TCHAD : N’Djamena accueille un Forum de l’eau… pendant que les Tchadiens cherchent encore de l’eau potable.

Le Forum de l’eau ou le sommet des illusions ?

PARLONS-EN. Les 15 et 16 juillet, le Tchad accueille un Forum international de l’eau. Sur le papier, cette initiative est louable. Les délégations régionales et internationales sont invitées à débattre du développement, de la coopération et de la gestion durable des ressources en eau. Mais une question fondamentale s’impose : comment organiser un grand rendez-vous sur l’eau alors que des millions de Tchadiens n’ont toujours pas un accès régulier à l’eau potable ?

Quel message est adressé aux partenaires internationaux lorsqu’un pays peine encore à garantir à sa population deux besoins essentiels : l’eau et l’électricité ?

Il serait incomplet de ne voir que les salles de conférence. Les participants devraient également regarder la réalité que vivent chaque jour les Tchadiens.

Depuis l’arrivée au pouvoir du président Mahamat Idriss Déby, alias Mahamat Kaka, le pays traverse une profonde crise politique, économique et sociale. Les autorités présentent leur action comme une politique de stabilisation et de développement. À l’inverse, de nombreuses organisations de défense des droits humains, des partis d’opposition et des acteurs de la société civile dénoncent une dégradation de la gouvernance, des libertés publiques et de l’État de droit.

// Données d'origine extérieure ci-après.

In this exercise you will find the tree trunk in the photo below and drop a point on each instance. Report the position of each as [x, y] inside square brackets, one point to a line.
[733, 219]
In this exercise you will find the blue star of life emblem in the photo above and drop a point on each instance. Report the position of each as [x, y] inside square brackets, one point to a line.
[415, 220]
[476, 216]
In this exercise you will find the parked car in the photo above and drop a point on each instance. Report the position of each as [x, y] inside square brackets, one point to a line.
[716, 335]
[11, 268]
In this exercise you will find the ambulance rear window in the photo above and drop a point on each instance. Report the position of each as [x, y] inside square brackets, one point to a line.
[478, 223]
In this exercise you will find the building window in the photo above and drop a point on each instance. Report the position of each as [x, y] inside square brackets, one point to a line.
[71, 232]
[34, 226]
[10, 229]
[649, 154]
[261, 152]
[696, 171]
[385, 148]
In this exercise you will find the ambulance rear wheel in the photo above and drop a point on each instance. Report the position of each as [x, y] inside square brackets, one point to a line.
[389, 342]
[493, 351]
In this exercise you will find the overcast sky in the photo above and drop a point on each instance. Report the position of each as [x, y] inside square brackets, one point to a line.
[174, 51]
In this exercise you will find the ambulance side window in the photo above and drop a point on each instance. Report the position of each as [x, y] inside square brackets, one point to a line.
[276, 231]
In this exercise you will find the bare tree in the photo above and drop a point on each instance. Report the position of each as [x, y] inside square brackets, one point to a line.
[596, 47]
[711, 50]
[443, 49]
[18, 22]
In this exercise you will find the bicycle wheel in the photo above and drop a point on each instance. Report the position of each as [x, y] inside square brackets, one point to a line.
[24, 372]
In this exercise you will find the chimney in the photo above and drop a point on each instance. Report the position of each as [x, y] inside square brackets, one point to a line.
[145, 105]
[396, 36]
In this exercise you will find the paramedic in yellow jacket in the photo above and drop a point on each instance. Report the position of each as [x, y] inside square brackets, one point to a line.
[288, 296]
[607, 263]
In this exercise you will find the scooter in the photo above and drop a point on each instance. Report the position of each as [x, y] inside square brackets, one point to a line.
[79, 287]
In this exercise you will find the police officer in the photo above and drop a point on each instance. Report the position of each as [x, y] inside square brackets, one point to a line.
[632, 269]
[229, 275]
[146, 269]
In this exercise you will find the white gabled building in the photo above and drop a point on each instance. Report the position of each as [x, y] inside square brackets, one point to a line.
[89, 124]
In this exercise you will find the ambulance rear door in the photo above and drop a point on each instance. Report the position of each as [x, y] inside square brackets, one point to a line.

Les manifestations d’octobre 2022 ont été marquées par une répression meurtrière, dont le bilan est de 300 morts. L’opposant Yaya Dillo a été tué lors d’une intervention des forces de sécurité en février 2024, un événement qui a profondément marqué la vie politique tchadienne. Plus récemment, l’arrestation de l’ancien Premier ministre Succès Masra ainsi que celle de plusieurs responsables politiques du GCAP ont suscité de nombreuses critiques de l’opposition et d’organisations de défense des droits humains.

Des journalistes, des militants et des acteurs de la société civile affirment également avoir été victimes d’arrestations arbitraires, d’intimidations ou de disparitions temporaires, alimentant les inquiétudes concernant la liberté de la presse et le respect des libertés fondamentales.

Parallèlement, les conflits intercommunautaires continuent de faire des victimes dans plusieurs provinces, tandis que les populations attendent davantage de sécurité et de protection.

Le véritable problème du Tchad n’est pas le manque de forums, de conférences ou de stratégies. Le véritable problème est l’absence de résultats concrets.

Le Plan National de Développement (PND) « Connexion 2030 » avait été présenté comme le moteur de la transformation du pays. Des financements considérables ont été annoncés. Pourtant, pour de nombreux citoyens, les promesses restent invisibles dans leur quotidien : les robinets sont souvent à sec, les coupures d’électricité persistent, les infrastructures demeurent insuffisantes et les services publics peinent à répondre aux besoins essentiels.

À cela s’ajoute une profonde crise de confiance entre les citoyens et les institutions. Beaucoup dénoncent un manque de transparence dans la gestion des ressources publiques, des soupçons de corruption et une justice qu’ils jugent insuffisamment indépendante.

Cette situation se reflète également dans les évaluations internationales. L’Open Budget Survey 2025 attribue au Tchad une note de 4/100 en transparence budgétaire, l’une des plus faibles au monde, illustrant les défis persistants en matière de gouvernance, de transparence et de redevabilité.

Pendant que les délégations débattront de la gestion de l’eau dans des salles de conférence, de nombreux Tchadiens continueront à chercher de l’eau, à subir les coupures d’électricité et à attendre que les promesses de développement deviennent enfin une réalité.

Le véritable message que devraient entendre les participants à ce forum est simple : aucun développement durable n’est possible sans confiance entre l’État et les citoyens, sans institutions fortes, sans justice crédible, sans transparence dans la gestion des ressources publiques et sans respect des libertés fondamentales.

Le peuple tchadien n’attend pas davantage de conférences ou de cérémonies. Il attend de l’eau potable, de l’électricité, des écoles, des hôpitaux, de la sécurité, des emplois, une justice impartiale et un État qui rende des comptes.

Le plus beau forum sur l’eau ne pourra jamais masquer les défis profonds auxquels le Tchad est confronté.

La meilleure vitrine d’un pays n’est pas une conférence internationale. C’est le bien-être de son peuple.

Le Tchad mérite mieux que des discours. Le Tchad mérite des résultats.